Likewise, watching her reading, over time I thought that I could tell which incidents from our life together were passing through her mind’s eye, inevitably and even against Klara’s will when — on holidays, perhaps, or in the short days around the turn of the year — she took the Proust volumes down from their shelf, determined to lose herself in the prose. At such moments, when Klara glanced up from the flow of printed lines, distraught, as if a dangerous insect had distracted her, I vanished as well, I was no longer sitting opposite her at the kitchen table, no longer lying next to her on the beach, but saw myself, without having read more than a few sentences of Proust, being taken back to scenes both of us would prefer to have forgotten long ago.
So it was that I found myself sitting once more, wedged between Klara and Knut at a pub table, in a noisy, smoke-filled hostelry, opposite us Martin and Ulrike, who for some time had no longer wished to be called Ulli. Was it the same day that Knut, after weeks of fevered work, had put the last touches to his Congo commentary and read the text out to us after lunch at the Institute? We hoped to persuade the professor to go with us into town that evening, but he declined: “That’s not a pub, not a cozy tavern you’re trying to lure me into, it’s a dive.” He just wouldn’t listen. “You go, all you young people,” he said, laughing. “You know I’m an old man.” Was that the last time Ludwig Kaltenburg and Martin parted on friendly terms? It’s possible that my memory has seamlessly fused together a whole series of scenes that are separated by many months or even years, it’s possible that the very act of remembering precludes leaving any breathing spaces, and memory only conforms to reality where there is no chance of evading scenes of bewilderment and helplessness.
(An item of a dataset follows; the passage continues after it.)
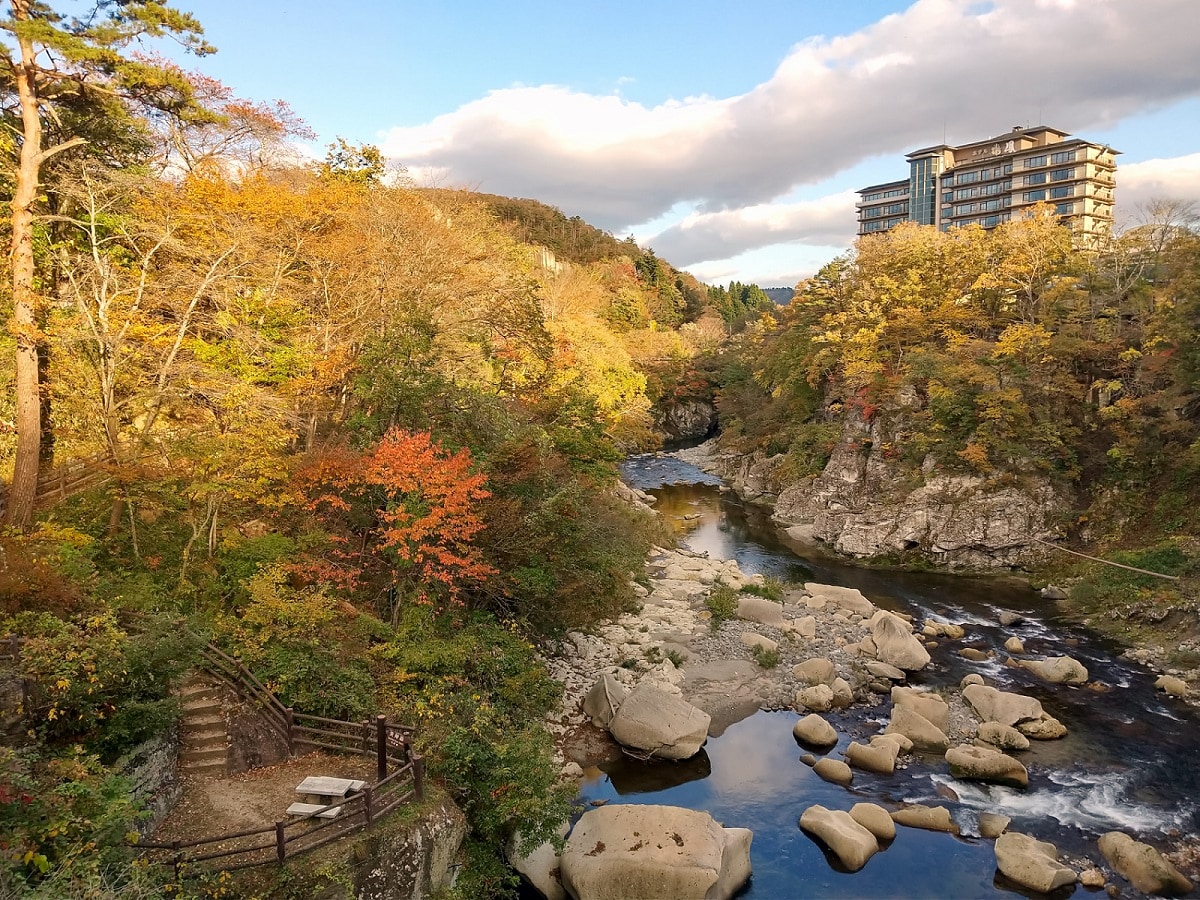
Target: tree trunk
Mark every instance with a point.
(19, 502)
Klara talked about the young Soviet soldiers in the square that she could see every day from her place in the library. Sometimes one of them would wave when sweeping the parade ground, mending a machine, or standing by the garages and shuffling from one foot to the other, as though, by way of punishment, this child with the pale, narrow face had been banished to the furthest point of the barrack square. But Knut and Martin were feeling too high-spirited to follow such reflections, and all Ulrike could think of saying was, “Let’s not talk about work, please, not today.”
“You’re right.” Klara shook her head and smiled at her sister. She turned to Knut: “In your film, will you be telling the story about how the aardvark tricked you?”
Her hand felt for mine under the table. It was as though she could foresee that this evening was not going to end well.
At some point a couple we didn’t know joined us at our table, with an apologetic gesture, there were no other seats free. They were our age, the woman was wearing a pale-colored suit, not particularly well cut, the man a washed-out shirt and a carelessly knotted, prewar tie. Two people, you think, who had lost their way in the dark and come in here at random, at any rate it didn’t look as though they got out much. When a glass of beer was placed in front of them, they were startled. When there was a racket over by the bar, they turned around timidly and followed with widening eyes the two rough types who had just agreed to go outside to “discuss the matter further,” as they say in these parts, meaning a fistfight.